Cameron landed in Tripoli with Foreign Secretary William Hague but Sarkozy travelled separately, the Downing Street spokeswoman said. A statement from Cameron’s office said he would meet senior leadership of the National Transitional Council, including Libya’s new interim leader Mustafa Abdel Jalil. “He is expected to announce a further package of UK assistance to support the Libyan-led process of transition to a free, democratic and inclusive Libya,” it said. Britain and France were two of the first countries to launch military action over Libya, alongside the United States, in March to enforce a UN resolution to protect civilians from Gaddafi’s forces.
NATO took over the campaign of aerial attacks a few days later. Britain will release £600 million ($950 million, 690 million euros) worth of Libyan assets to help the new Libyan leadership, Prime Minister David Cameron’s spokesman said Thursday.
“We’ll be making available around £600 million worth of the Libyan assets,” the spokesman told reporters in London as Cameron and French President Nicolas Sarkozy were given a rapturous welcome on a visit to Tripoli. “These were assets that were frozen by the previous UN resolutions,” the spokesman added. Billions of dollars of cash, property and other assets belonging to Muammar Gaddafi’s regime in the West were frozen in February under a UN Security Council resolution.
In Britain alone, around £12 billion assets were frozen this year after a Gaddafi launched a bloody crackdown against an ultimately successful rebellion. Britain has been pushing for a new Security Council resolution on unfreezing Libyan assets. Cameron’s spokesman said: “We are in discussions at the UN and we will be pushing for a new resolution at the UN Security Council tomorrow.” Cameron and Sarkozy are the most senior Western leaders to visit Libya since Gaddafi was overthrown.
Convoy zeroes in on Gaddafi hometown: A convoy of battle-hardened fighters headed for Muammar Gaddafi’s hometown Sirte in gruelling heat Thursday, confident of overcoming one of the strongman’s final pockets of resistance. Cheered on by residents who flashed victory signs and chanted Allahu Akbar (God is greatest), the troops loyal to the National Transitional Council massed early morning in Misrata and then rolled out of the port city. The convoy comprised of heavy artillery and pickup trucks loaded with machineguns, rocket launchers and Katyusha rockets.
The convoy split up at the desert town of Abu Qurin, from where one of its commanders said they would approach Sirte from three directions in a pincer movement.

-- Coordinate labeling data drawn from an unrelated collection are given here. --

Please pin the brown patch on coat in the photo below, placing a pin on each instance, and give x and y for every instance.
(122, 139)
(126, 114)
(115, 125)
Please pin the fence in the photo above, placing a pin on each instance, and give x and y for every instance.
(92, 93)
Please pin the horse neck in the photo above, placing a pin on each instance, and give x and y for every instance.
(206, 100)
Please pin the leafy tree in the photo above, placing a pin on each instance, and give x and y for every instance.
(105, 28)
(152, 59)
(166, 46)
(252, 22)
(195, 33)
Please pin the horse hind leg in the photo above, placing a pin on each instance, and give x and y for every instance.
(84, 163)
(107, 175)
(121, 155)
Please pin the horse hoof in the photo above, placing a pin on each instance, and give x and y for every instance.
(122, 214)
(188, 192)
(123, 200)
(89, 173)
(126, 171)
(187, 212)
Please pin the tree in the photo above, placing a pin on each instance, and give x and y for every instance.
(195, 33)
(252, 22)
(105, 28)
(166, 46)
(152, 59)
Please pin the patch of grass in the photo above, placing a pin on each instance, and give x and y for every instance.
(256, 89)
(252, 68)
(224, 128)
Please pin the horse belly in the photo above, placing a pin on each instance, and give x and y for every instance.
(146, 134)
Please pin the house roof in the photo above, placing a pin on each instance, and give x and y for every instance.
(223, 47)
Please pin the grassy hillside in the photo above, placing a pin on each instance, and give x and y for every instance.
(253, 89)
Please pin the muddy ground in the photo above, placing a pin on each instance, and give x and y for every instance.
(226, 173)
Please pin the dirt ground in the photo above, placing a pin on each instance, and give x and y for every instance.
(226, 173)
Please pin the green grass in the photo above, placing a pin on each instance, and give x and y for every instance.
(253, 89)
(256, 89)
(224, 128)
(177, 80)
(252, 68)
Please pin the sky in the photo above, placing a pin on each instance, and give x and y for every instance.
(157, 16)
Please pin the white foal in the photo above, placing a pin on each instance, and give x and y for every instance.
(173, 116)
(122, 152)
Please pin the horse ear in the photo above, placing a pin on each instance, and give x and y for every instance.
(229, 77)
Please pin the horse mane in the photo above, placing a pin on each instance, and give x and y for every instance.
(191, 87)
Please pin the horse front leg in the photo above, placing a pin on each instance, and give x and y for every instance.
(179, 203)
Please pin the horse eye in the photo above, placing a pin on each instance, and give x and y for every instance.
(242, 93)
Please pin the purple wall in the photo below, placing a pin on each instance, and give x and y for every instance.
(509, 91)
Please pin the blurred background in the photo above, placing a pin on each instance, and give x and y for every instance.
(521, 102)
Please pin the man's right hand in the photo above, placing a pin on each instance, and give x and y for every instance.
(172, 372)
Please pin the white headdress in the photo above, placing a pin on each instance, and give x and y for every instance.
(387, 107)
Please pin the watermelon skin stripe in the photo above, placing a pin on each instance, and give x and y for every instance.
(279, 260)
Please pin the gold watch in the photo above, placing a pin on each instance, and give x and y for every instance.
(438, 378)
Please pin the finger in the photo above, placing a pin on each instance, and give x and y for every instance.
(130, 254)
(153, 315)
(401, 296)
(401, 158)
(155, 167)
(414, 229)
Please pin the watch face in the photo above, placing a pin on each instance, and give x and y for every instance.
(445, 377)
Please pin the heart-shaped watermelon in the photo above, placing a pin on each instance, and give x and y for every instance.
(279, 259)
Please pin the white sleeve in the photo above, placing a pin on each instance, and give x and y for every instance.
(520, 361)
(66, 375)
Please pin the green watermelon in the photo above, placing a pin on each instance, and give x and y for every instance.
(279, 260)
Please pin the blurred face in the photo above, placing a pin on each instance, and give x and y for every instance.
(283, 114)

As they headed farther to the east, an AFP correspondent received unconfirmed reports that NATO struck a south-bound convoy of pro-Gaddafi armoured vehicles about 50 kilometres from Sirte.
While wary of mercenaries, the young men in the convoy expressed confidence of overcoming the pro-Gaddafi forces in Sirte thanks to their combat experience in the devastating, months-long battle for Misrata.
“We would prefer to settle things peacefully and not spill blood. “We are not like Kadhaf’s forces. We value every soul from our ranks or theirs.
“We have a goal which is freedom; they have nothing.”
The task of the forces loyal to Libya’s new rulers appeared to have been made easier as their advance was preceded by a series of NATO air strikes in and around Sirte.